Date of Judgment : 29-04-2026
Head Note :-
Letters Patent - Clause 15 -
Judgment :-

(Prayer : Appeal filed under Clause 15 of the Letters Patent to set aside the impugned order dated 31.07.2025 passed in W.P.No.27022 of 2023 by the learned Single Judge.)

Sushrut Arvind Dharmadhikari, CJ.

1. Impugning the order dated 31.07.2025 passed by the learned Single Judge in W.P.No.27022 of 2023, the unsuccessful writ petitioner has filed this appeal.

2.1. The nub of the matter runs thus: Pursuant to the tender notification issued by the first respondent on 29.11.2021, the appellant participated in the tender process and a work order was issued on 20.5.2022. An agreement was entered into between the appellant and respondents on 4.7.2022. Subsequently, the appellant started work and made production of dimensional granite blocks for quantity of 208.979 CBM till 15.9.2022.

                     2.2. It is stated that, on 19.9.2022, the second respondent issued a notice for temporary stoppage of work with effect from 30.9.2022 for material stagnated due to non-approval of buyers owing to inherent defects in raw materials as well as quality issues. The appellant continued the production work till 30.9.2022 and made production of granite blocks for quantity of 378.74 CBM.

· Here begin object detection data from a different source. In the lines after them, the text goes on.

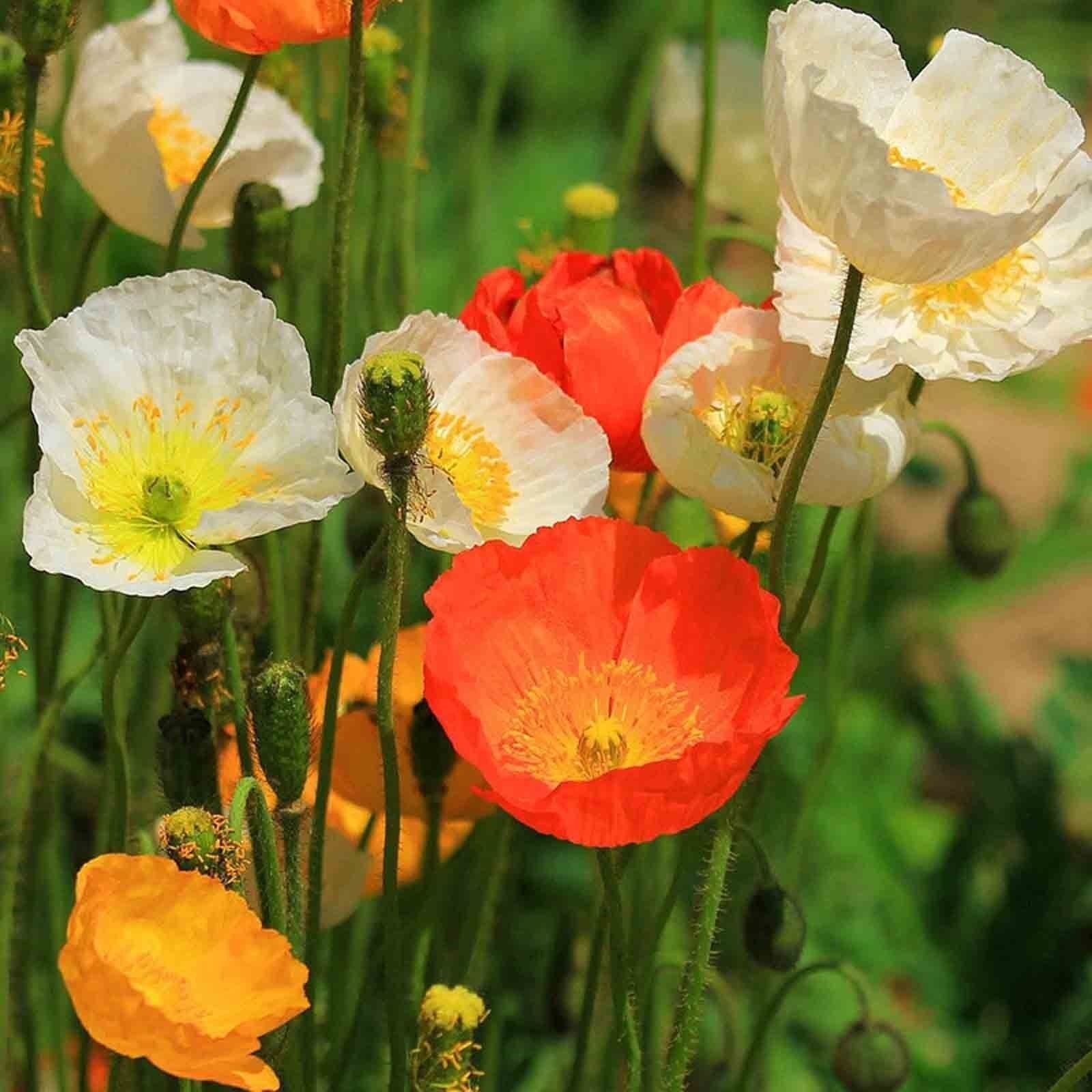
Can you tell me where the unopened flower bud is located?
[231,182,289,291]
[744,885,807,971]
[359,349,433,470]
[156,708,220,809]
[834,1020,910,1092]
[156,808,247,887]
[250,662,311,807]
[948,486,1017,577]
[410,986,486,1092]
[564,182,618,255]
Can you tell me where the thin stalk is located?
[319,0,364,400]
[597,850,642,1092]
[164,53,264,273]
[663,809,732,1092]
[770,265,864,603]
[399,0,433,315]
[690,0,717,281]
[785,508,842,644]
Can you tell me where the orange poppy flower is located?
[58,853,308,1092]
[168,0,379,53]
[425,519,801,846]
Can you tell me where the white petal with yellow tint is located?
[764,0,1083,284]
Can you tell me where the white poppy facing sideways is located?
[15,270,360,595]
[63,0,322,247]
[763,0,1084,284]
[774,159,1092,380]
[641,307,919,521]
[334,311,610,554]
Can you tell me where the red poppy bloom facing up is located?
[425,517,801,846]
[460,249,739,471]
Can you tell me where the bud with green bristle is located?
[156,808,247,888]
[250,662,311,808]
[410,985,488,1092]
[564,182,618,255]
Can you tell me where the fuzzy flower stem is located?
[690,0,717,281]
[597,850,641,1092]
[770,265,864,603]
[663,808,732,1092]
[164,53,264,273]
[15,57,51,330]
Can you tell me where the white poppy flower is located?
[334,311,610,554]
[652,42,777,233]
[774,164,1092,380]
[641,307,919,521]
[63,0,322,247]
[15,270,360,595]
[763,0,1084,284]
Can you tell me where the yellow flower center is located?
[888,144,968,205]
[72,394,271,580]
[500,657,701,785]
[147,100,213,190]
[425,412,517,528]
[698,382,805,474]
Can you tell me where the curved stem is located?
[770,265,864,603]
[690,0,717,281]
[664,808,732,1092]
[784,508,842,644]
[736,960,868,1092]
[597,850,641,1092]
[164,53,264,273]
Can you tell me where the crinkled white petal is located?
[763,0,1083,284]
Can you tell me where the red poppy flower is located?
[425,517,801,846]
[168,0,379,53]
[460,249,739,471]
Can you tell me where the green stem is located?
[399,0,433,313]
[319,0,364,400]
[690,0,717,281]
[664,808,732,1092]
[770,265,864,603]
[304,536,384,1089]
[15,57,51,330]
[164,53,264,273]
[735,960,868,1092]
[785,508,842,644]
[597,850,641,1092]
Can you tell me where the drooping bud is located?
[564,182,618,255]
[156,708,220,810]
[410,986,487,1092]
[834,1020,910,1092]
[231,182,289,293]
[410,700,457,801]
[250,662,311,808]
[948,485,1017,579]
[156,808,247,887]
[744,883,807,971]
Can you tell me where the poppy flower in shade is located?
[62,0,322,247]
[334,311,610,553]
[425,517,801,846]
[175,0,380,53]
[58,853,308,1092]
[460,259,738,471]
[763,0,1084,284]
[644,307,919,521]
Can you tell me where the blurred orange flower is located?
[58,853,308,1092]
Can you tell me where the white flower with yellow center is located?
[763,0,1084,284]
[641,307,919,521]
[334,311,610,554]
[63,0,322,247]
[774,164,1092,380]
[15,270,360,595]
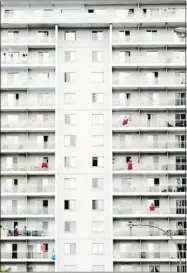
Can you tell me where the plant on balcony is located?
[0,267,11,272]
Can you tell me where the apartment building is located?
[1,0,186,272]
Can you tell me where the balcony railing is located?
[112,74,186,86]
[1,251,52,261]
[113,55,185,66]
[112,119,186,128]
[112,139,186,150]
[1,120,55,128]
[2,9,185,22]
[1,141,55,151]
[1,228,55,237]
[1,34,56,45]
[1,183,55,193]
[1,162,55,172]
[113,183,186,193]
[114,226,186,238]
[1,204,55,215]
[1,58,55,65]
[113,32,185,44]
[113,206,186,216]
[114,250,185,259]
[1,97,55,108]
[1,79,55,88]
[113,161,186,170]
[112,97,186,107]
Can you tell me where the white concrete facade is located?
[1,0,186,272]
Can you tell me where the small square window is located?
[92,51,103,62]
[64,72,76,83]
[64,93,76,104]
[92,93,104,104]
[154,200,160,208]
[64,178,76,190]
[92,30,103,41]
[92,114,104,125]
[65,31,76,41]
[64,51,76,62]
[91,72,104,83]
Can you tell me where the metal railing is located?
[1,120,55,128]
[112,32,185,44]
[113,55,185,66]
[1,140,55,151]
[112,76,185,86]
[113,182,186,193]
[113,206,186,216]
[114,250,186,259]
[113,162,186,172]
[1,97,55,108]
[1,162,55,172]
[1,36,56,44]
[112,97,186,107]
[1,57,55,65]
[1,206,55,215]
[1,80,55,88]
[113,226,186,238]
[2,9,185,22]
[1,228,55,237]
[1,183,55,193]
[1,251,52,261]
[112,139,186,150]
[112,119,186,128]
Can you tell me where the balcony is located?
[113,226,186,237]
[112,98,186,110]
[112,55,185,68]
[1,79,55,90]
[1,228,55,237]
[1,58,55,68]
[1,96,55,110]
[1,120,55,132]
[1,251,54,262]
[113,204,186,217]
[112,138,186,153]
[1,140,55,152]
[114,250,185,262]
[1,162,55,172]
[113,32,185,46]
[1,204,55,217]
[113,181,186,193]
[1,35,56,48]
[112,118,186,130]
[112,74,185,90]
[2,9,185,26]
[1,183,55,193]
[113,163,186,171]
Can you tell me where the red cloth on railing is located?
[42,162,48,168]
[149,204,155,211]
[122,118,129,126]
[128,159,133,170]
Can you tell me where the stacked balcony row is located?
[1,175,55,193]
[2,4,185,23]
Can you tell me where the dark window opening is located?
[64,200,69,209]
[44,136,48,142]
[126,156,131,163]
[43,200,48,207]
[92,157,98,167]
[14,178,18,186]
[154,178,159,185]
[154,200,160,208]
[43,156,49,163]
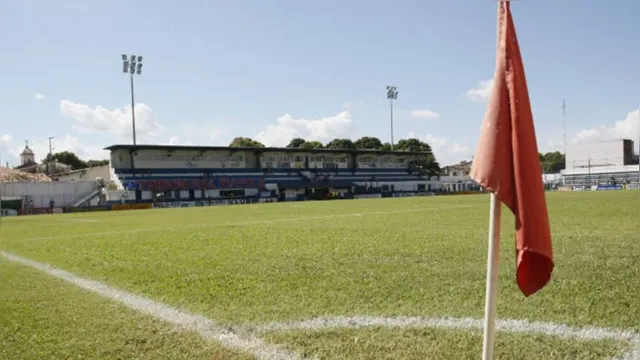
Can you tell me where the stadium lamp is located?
[122,54,142,146]
[387,85,398,150]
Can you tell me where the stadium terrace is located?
[105,145,456,202]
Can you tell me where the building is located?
[438,161,479,192]
[561,139,640,186]
[15,142,71,174]
[106,145,440,201]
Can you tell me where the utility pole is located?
[47,136,56,176]
[122,54,142,146]
[562,99,567,185]
[387,85,398,150]
[562,99,567,156]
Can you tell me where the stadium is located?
[561,139,640,189]
[106,145,456,202]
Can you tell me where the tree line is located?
[538,151,565,174]
[229,136,440,176]
[35,136,565,175]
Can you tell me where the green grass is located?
[0,261,250,360]
[0,191,640,359]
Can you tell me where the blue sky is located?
[0,0,640,164]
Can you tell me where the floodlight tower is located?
[122,54,142,146]
[387,85,398,150]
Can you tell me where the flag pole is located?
[482,193,501,360]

                     2.3. It is averred that the first respondent agreed to release 50% payment against Rs.87,68,579/- for 208.979 CBM and the respondents had paid 50% amount, however the remaining amount has not been paid till date. The appellant requested the first respondent to release the remaining 50% amount. However, the first respondent, vide order dated 23.6.2023, cancelled the contract without any notice and failed to settle the labour payment for the work. While the agreement period was for two years, the contract was terminated without any notice in an arbitrary manner.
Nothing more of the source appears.